# Overclocking RAM



## Irish_PXzyan (Jan 28, 2008)

Hey guys.

I want to overclock my RAM but I dont know how and I cant seem to find a manual online to explain how to do it.

Check my specs.

My Crucial BallistiX is clocked at 5-5-5-18 and it should be 4-4-4-12...so yea..I want to put it the way its ment to be.

I went into my BIOS and the only thing I coudl find was changing the Mhz...like 800mhz...but where is the rest of it??? is there a program I can use to overclock my ram???


----------



## Deleted member 24505 (Jan 28, 2008)

Is there not a menu for mem timings? its not hidden is it?


----------



## Cybrnook2002 (Jan 28, 2008)

Irish_PXzyan said:


> Hey guys.
> 
> I want to overclock my RAM but I dont know how and I cant seem to find a manual online to explain how to do it.
> 
> ...



 Gimmie a second, Im downloading your manual right now......Gimmie like 10 minutes...slow ftp site from msi.


----------



## Irish_PXzyan (Jan 28, 2008)

Thanks lads!

I found this....I think its all CPU tho 

FSB/Memory Ratio " AUTO "  - CAN be changed to 1:1.25, 1:1.50 etc...
CPU Voltage         " 1.3250V "
Memory Voltage    " 1.90 "
NB Voltage           " 1.250 "
SB I/O Power        " 1.5 "
SB core power      " 1.05 "
VIT FSB Voltage    " 1.200 "


----------



## JRMBelgium (Jan 28, 2008)

Irish_PXzyan said:


> Thanks lads!
> 
> I found this....I think its all CPU tho
> 
> FSB/Memory Ratio " AUTO "  - CAN be changed to 1:1.25, 1:1.50 etc...



1:1 = 533Mhz
1:1.25 = 666Mhz
1:50 = 800Mhz


----------



## Irish_PXzyan (Jan 28, 2008)

Thanks for that!


----------



## Cybrnook2002 (Jan 28, 2008)

Irish_PXzyan said:


> Hey guys.
> 
> I want to overclock my RAM but I dont know how and I cant seem to find a manual online to explain how to do it.
> 
> ...



i think this is what your looking for under frequency and voltage control in the  bios..


----------



## JRMBelgium (Jan 28, 2008)

Irish_PXzyan said:


> Thanks for that!



No problem buddy


----------



## Irish_PXzyan (Jan 28, 2008)

interesting...I best go check it out!


----------



## Irish_PXzyan (Jan 28, 2008)

Just check it.

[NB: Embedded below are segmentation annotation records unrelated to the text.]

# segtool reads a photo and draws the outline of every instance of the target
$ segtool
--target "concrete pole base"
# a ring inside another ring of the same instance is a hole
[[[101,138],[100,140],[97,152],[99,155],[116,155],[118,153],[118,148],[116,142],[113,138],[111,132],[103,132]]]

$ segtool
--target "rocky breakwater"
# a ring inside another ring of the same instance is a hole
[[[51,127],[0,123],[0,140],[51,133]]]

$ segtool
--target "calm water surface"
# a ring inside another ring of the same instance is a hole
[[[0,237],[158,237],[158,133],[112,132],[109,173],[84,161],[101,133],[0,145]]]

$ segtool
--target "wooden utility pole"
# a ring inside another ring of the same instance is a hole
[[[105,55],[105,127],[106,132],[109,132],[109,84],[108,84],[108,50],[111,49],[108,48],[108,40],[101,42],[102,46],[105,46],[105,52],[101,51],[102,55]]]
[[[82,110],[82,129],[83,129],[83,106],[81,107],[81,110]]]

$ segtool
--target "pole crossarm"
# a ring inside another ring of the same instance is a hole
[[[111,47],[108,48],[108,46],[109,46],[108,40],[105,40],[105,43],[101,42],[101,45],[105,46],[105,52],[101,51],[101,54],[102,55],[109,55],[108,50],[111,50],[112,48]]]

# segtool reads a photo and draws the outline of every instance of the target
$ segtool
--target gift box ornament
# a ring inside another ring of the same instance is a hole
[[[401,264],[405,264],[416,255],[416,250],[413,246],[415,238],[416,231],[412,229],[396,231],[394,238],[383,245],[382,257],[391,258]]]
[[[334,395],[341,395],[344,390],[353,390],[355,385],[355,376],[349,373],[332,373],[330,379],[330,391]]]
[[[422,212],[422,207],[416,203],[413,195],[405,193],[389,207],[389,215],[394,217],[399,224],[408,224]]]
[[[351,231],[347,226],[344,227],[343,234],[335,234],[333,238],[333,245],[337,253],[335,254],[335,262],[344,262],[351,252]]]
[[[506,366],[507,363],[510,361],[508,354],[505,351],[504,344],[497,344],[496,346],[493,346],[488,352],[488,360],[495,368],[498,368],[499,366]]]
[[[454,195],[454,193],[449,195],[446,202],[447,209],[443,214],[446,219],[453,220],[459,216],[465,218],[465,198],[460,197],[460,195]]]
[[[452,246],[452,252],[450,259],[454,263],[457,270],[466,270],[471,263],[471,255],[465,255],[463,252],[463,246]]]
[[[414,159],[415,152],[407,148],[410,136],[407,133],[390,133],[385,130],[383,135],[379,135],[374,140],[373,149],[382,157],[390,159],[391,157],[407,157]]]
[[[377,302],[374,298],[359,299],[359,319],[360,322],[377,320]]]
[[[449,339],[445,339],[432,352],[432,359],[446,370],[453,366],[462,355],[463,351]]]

It only contains:
Configure DRAM Timing by SPD " Enabled "

I guess that aint it!

Also...can someone tell me what these do:

CPU Voltage " 1.3250V "
Memory Voltage " 1.90 "
NB Voltage " 1.250 "
SB I/O Power " 1.5 "
SB core power " 1.05 "
VIT FSB Voltage " 1.200 "

Thanks.

When I changed the CPU from 266 to 277 my RAM was at 834..is that normal?


----------



## JRMBelgium (Jan 28, 2008)

Irish_PXzyan said:


> When I changed the CPU from 266 to 277 my RAM was at 834..is that normal?



That's why you have to underclock your memory. When you start overclocking your CPU, you also overclock your memory.


----------



## JrRacinFan (Jan 28, 2008)

Heya Irish.

Can you post a screenshot of the "Memory" tab in cpu-z. I want to see what ram divider your running.


----------



## Deleted member 24505 (Jan 28, 2008)

Irish_PXzyan said:


> Just check it. It only contains:
> Configure DRAM Timing by SPD " Enabled "
> 
> I guess that aint it!



That is it,set it to disabled,you mite be able to change ram timings then.


----------



## Irish_PXzyan (Jan 28, 2008)

Sweet I shall try it.


----------



## Irish_PXzyan (Jan 28, 2008)

Jelle Mees said:


> That's why you have to underclock your memory. When you start overclocking your CPU, you also overclock your memory.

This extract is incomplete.